Effect on developmental toxicity: via dermal route
Endpoint conclusion:
no study available
Quality of whole database:
Exposure of humans via dermal route is unlikely and not significant. The substance is only used at industrial sites by trained
workers, wearing suitable protective gloves and clothes, under specific risk control measures (as described in the Exposure
Scenarios).
Additional information

Developmental studies on rats, rabbits and monkeys are available. While in rats and rabbits developmental abnormalities in musculoskeletal system have been reported, in rats and mainly in monkeys specific developmental abnormalities in hepatobiliary (in both species), endocrine and urogenital systems (only in monkeys) have been observed. Al toxicity values (TDLo or lowest toxic dose) have been reported as cumulative doses, therefore the toxic doses per day have been estimated dividing the cumulative TDLo by the amont of days of exposure. In the absence of other information, the obtained values have been considered as LOAELs (Lowest Observed Adverse Effect Levels). Rabbits showed the lowest toxic dose (about 21 mg/kg bw/day), however the other toxicity values in rats ranged from 55 mg/kg bw/day to 137 mg/kg bw/day, while toxicity values in monkeys were all calculated to be about 60 mg/kg bw/day.

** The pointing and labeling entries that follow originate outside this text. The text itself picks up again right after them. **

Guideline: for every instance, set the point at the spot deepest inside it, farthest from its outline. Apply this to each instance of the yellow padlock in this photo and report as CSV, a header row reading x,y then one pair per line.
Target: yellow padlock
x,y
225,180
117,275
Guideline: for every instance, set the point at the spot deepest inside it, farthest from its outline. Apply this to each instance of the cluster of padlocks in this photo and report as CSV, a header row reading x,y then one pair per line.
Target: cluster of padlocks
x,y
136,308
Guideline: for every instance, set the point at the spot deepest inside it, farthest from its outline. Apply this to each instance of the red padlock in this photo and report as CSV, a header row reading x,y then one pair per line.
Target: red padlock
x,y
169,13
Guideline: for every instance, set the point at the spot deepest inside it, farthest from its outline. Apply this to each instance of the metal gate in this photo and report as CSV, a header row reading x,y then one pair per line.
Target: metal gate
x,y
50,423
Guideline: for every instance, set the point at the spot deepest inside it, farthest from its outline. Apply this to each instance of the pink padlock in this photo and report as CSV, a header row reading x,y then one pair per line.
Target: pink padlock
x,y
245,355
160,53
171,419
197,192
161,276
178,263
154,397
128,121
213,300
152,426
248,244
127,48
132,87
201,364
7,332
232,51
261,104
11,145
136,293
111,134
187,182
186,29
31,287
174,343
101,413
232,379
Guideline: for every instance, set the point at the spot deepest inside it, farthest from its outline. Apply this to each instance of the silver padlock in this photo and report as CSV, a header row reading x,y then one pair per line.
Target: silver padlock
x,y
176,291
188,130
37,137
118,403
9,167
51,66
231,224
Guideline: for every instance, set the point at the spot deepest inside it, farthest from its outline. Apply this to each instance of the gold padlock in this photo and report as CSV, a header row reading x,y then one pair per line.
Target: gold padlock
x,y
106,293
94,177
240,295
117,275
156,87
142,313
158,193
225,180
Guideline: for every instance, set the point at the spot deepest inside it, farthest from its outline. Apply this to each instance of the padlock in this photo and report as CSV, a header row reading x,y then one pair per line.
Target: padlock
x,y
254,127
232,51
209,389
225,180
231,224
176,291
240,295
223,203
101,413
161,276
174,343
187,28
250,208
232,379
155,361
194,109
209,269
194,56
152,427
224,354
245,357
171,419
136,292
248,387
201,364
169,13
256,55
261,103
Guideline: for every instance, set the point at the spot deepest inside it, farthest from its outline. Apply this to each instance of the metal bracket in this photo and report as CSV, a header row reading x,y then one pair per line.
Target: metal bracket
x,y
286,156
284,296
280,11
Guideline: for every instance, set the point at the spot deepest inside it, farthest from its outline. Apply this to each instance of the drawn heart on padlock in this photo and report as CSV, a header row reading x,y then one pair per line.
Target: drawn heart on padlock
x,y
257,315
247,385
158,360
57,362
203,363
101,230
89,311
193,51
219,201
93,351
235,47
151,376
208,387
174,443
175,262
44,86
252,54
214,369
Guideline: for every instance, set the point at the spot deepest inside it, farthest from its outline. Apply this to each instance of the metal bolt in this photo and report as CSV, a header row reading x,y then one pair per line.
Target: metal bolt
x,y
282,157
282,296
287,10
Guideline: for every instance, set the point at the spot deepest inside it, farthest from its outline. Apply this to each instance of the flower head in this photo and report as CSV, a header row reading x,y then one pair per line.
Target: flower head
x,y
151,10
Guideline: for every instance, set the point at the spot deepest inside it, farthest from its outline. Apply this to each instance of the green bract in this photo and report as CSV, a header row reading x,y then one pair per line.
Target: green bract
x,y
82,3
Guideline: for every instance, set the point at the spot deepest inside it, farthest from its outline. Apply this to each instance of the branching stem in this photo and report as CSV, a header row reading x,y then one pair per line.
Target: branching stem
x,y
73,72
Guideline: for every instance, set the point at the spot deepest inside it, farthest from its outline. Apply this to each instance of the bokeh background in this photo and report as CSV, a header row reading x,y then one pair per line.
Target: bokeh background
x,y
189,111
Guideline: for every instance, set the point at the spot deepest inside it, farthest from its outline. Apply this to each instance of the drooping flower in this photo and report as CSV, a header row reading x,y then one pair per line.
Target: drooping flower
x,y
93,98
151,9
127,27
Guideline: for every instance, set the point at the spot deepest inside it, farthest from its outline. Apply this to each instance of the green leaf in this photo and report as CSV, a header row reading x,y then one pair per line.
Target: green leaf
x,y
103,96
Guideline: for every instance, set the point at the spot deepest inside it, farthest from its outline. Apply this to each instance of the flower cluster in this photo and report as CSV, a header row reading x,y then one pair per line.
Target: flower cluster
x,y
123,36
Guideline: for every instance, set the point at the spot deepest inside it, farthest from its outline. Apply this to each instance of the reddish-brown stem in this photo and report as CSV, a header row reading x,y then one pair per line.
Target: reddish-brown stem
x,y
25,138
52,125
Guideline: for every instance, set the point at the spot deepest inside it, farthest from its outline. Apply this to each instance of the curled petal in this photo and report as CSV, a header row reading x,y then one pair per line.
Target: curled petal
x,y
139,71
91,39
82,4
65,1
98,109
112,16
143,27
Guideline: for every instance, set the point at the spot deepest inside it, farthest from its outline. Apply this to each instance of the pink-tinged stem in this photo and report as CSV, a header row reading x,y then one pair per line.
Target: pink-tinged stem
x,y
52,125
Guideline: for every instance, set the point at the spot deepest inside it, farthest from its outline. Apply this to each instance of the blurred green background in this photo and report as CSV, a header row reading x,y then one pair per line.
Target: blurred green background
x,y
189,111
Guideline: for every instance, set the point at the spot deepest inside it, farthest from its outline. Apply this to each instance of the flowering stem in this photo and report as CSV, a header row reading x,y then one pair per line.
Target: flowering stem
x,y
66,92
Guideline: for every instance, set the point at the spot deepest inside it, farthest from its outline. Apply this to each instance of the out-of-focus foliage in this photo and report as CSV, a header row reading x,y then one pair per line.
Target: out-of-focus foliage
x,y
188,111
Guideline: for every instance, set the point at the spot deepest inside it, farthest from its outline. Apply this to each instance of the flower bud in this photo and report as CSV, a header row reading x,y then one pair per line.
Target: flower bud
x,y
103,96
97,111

Justification for selection of Effect on developmental toxicity: via oral route:
The selected study reports the lowest TDLo per day available. Other studies however confirm the concern regarding developmental effects of chenodeoxycholic acid.

Toxicity to reproduction: other studies

Additional information

In conclusion, effects on fertility and development realted to chenodeoxycholic acid have been observed. The main effects were developmental abnormalities in hepatobiliary, endocrine and urogenital systems, although also musculoskeletal abnormalities have been observed. Although the effects have been unequivocally observed, there is a reasonable uncertainty on the doses causing these effects, because only total toxic doses were available and LOAELs were therefore estimated dividing the total dose by the number of exposure days. Moreover, chenodeoxycholic acid is an endogenous substance in humans, and therefore it is not expected to be a substance of concern.

Justification for classification or non-classification

Basing on the overall data, the uncertainty on the derived LOAELs and according to Regulation 1272/2008/EC, chenodeoxycholic acid was not classified.